What to Do When the Nest is Empty
Finding fulfillment when the kids are gone.
by Sharlene MacLaren
For many, the transition from a full nest to an empty one is difficult. After all, you have spent some twenty years in this business of parenting. You have changed diapers, wiped noses, and cooled fevered bodies. You have read children’s books until you could recite them verbatim, played childish games, soothed away tears, listened and laughed, attended school functions, bolstered and encouraged, and worried into the early morning hours. You have even stood in sub-zero temperatures awaiting the coach’s decision, hoping and praying that your son or daughter would make it onto the playing field in the final sixty seconds of the game.
Yes, you’ve done your job as parent. You’ve sacrificed, loved unconditionally, taught your children to cherish God and country, and without even knowing it, prepared them for independence. But how will you cope when that last child leaves his nest to soar to new heights, ready and eager to experience all of life’s offerings? Will you wallow in a murky pool of self-pity or seek out an all-new sense of purpose and direction?
The empty nest can be a tricky thing to navigate, but the following suggestions should help to make your transition less painful.
Congratulate yourself on a job well done!
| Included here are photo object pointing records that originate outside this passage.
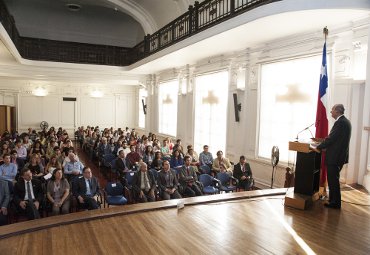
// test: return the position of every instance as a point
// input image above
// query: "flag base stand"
(300, 201)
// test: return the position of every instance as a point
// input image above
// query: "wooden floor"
(238, 223)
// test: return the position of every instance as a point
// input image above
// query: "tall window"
(142, 96)
(288, 102)
(167, 105)
(211, 97)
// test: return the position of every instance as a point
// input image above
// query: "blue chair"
(129, 176)
(226, 182)
(113, 169)
(208, 183)
(114, 194)
(205, 169)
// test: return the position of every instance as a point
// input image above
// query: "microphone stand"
(305, 130)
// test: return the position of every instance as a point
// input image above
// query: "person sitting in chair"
(167, 181)
(4, 202)
(143, 184)
(188, 178)
(221, 164)
(87, 190)
(243, 172)
(28, 195)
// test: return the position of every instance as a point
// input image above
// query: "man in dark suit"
(242, 172)
(4, 201)
(120, 162)
(28, 195)
(143, 184)
(188, 179)
(167, 182)
(86, 189)
(337, 148)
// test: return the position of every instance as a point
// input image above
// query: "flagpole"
(325, 31)
(323, 172)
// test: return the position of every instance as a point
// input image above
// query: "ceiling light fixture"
(96, 93)
(73, 7)
(40, 92)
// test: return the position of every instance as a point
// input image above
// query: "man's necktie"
(29, 195)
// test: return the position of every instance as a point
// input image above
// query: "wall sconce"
(40, 92)
(167, 100)
(96, 93)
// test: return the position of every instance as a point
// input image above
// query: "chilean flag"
(321, 119)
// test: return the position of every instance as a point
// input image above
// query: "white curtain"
(211, 98)
(288, 100)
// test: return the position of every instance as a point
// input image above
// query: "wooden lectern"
(307, 176)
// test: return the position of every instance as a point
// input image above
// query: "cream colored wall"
(242, 137)
(116, 108)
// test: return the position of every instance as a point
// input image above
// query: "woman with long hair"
(58, 192)
(52, 165)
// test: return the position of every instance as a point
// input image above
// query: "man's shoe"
(334, 206)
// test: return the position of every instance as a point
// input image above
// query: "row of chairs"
(117, 193)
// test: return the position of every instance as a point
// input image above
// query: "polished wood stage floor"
(255, 222)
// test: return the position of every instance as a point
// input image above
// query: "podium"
(307, 176)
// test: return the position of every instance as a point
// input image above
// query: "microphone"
(305, 130)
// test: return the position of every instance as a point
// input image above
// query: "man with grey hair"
(337, 150)
(73, 168)
(143, 184)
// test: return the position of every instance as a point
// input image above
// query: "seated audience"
(205, 157)
(176, 160)
(26, 142)
(8, 170)
(104, 148)
(35, 166)
(4, 202)
(143, 184)
(66, 158)
(132, 158)
(50, 149)
(193, 156)
(167, 182)
(52, 165)
(73, 168)
(5, 149)
(58, 193)
(21, 150)
(165, 149)
(179, 147)
(243, 172)
(157, 161)
(87, 190)
(15, 160)
(188, 178)
(121, 163)
(221, 164)
(148, 155)
(60, 156)
(140, 148)
(37, 148)
(28, 195)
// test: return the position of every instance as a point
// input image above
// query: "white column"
(364, 167)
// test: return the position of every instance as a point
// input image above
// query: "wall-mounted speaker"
(144, 106)
(237, 107)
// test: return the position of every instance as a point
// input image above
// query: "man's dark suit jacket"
(80, 189)
(238, 173)
(136, 181)
(337, 142)
(4, 194)
(120, 164)
(162, 180)
(20, 191)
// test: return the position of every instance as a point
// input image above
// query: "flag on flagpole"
(321, 118)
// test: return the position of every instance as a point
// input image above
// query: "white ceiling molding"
(138, 13)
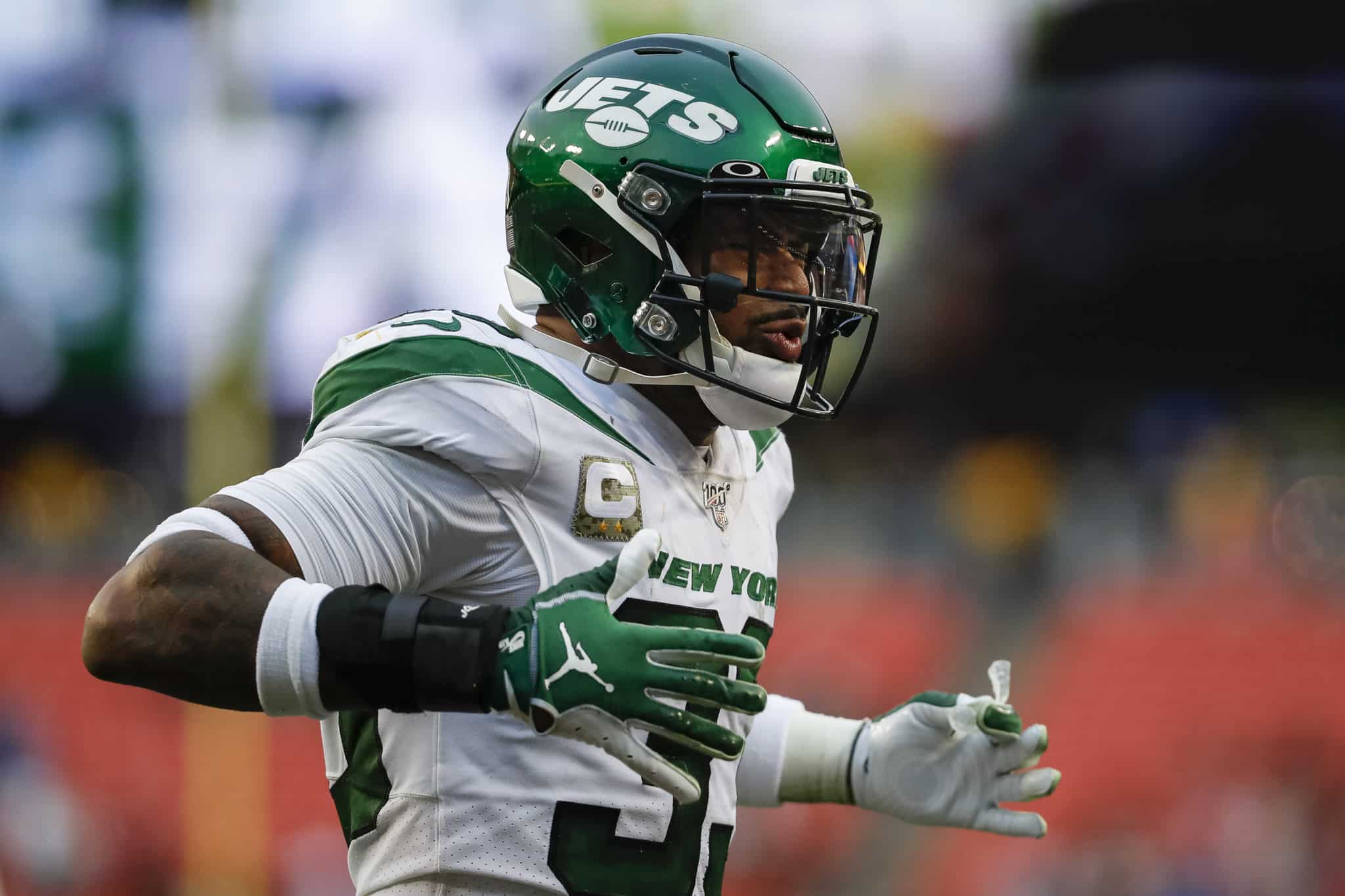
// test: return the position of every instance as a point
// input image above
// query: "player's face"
(803, 251)
(764, 326)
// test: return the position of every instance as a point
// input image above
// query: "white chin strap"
(758, 372)
(766, 375)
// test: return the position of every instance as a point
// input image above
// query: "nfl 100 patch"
(608, 503)
(717, 501)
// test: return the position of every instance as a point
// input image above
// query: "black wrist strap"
(407, 653)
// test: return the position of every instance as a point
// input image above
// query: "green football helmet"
(636, 168)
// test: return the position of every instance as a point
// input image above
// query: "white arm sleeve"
(763, 757)
(363, 513)
(794, 756)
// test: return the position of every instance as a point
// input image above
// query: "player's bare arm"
(182, 618)
(188, 617)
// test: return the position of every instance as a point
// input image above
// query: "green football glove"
(567, 667)
(948, 759)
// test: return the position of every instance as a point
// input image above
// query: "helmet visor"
(783, 269)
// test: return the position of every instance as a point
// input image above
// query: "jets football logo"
(622, 109)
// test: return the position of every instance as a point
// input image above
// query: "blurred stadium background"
(1111, 340)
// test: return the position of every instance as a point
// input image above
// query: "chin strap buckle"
(600, 368)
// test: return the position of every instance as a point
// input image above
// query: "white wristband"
(817, 759)
(195, 521)
(287, 651)
(763, 757)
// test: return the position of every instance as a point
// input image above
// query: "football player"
(496, 531)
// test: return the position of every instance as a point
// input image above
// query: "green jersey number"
(588, 856)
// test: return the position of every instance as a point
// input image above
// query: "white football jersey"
(478, 803)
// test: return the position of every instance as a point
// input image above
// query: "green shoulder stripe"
(764, 440)
(499, 328)
(441, 355)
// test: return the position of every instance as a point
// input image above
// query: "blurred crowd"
(1110, 343)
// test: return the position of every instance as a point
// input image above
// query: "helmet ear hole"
(585, 250)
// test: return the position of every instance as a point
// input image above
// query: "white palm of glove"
(925, 763)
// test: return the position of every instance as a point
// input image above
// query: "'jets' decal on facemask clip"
(577, 661)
If your child is seeking to better himself through college, job training, or technical studies, you have done something right. A child seeking independence is a healthy child. Be proud of his and your accomplishments.
Do not dwell on regrets. We have all made mistakes as parents, but dwelling on them won’t change a thing. Regret transforms into guilt and guilt into feelings of failure. God wants us to live in freedom, so receive His forgiveness and healing — and then move on.
Do something meaningful with your life. Volunteer at a local charity, the library, a school, or your church. Enroll in a college class or find an interesting hobby — anything that will help take up the time you devoted to parenting.
Make care packages for your child. She will appreciate it, and it will make you feel better. Fill these packages with candy, school supplies, home-baked goodies, phone cards, photos, etc. Don’t overdo the phone calls, letters, and contact, however, or your child may begin to withdraw. The last thing you want to do is create guilt in her over coming home. This is her time to explore and discover; don’t hold her responsible for your feelings of loss and loneliness.
Pour yourself into others. True fulfillment in life comes from selfless giving. Why not use the bedrooms your children once occupied as short-term homes for missionaries on furlough, a needy friend or family member, or an exchange student? You and your spouse will be surprised at the opportunities for service that will open up once you make yourselves available.
Don’t allow materialism to dominate your thoughts. Ask God what He would have you do with the extra money you may have now that your household is more compact. Rather than hoard it all for retirement, consider investing in worthwhile causes.
Perhaps most important of all, rekindle your romance. You have spent years together nurturing a family; now it’s time to nurture your spouse. At first, it may seem awkward. You’ve been together forever, but for the first time in years, it is once more just the two of you. What a joyous time for discussing your future, making plans for an intimate vacation, relaxing in a serenely quiet living room, and resuming your dating days by sharing dinner and a movie or simply enjoying a moonlit walk.
Prepare yourself for grandchildren, the ultimate fruit of parenting. My husband and I have yet to experience this phase of our lives, but our friends keep saying, “Get ready — the best is yet to come!”
The empty nest marks the closing stages of formal parenting, yes, but it need not be the end-all for parents entering this new phase of life. Take heart, dear parents: This new juncture is full of fresh adventure and new beginnings. Enjoy it to the fullest!
Note: In some cases, parents, and particularly Mom, will have an especially difficult time adjusting to the empty nest. It is normal to feel a certain amount of gloominess and sense of loss during this time, but if overt sadness continues for a prolonged period, seek godly, professional counsel.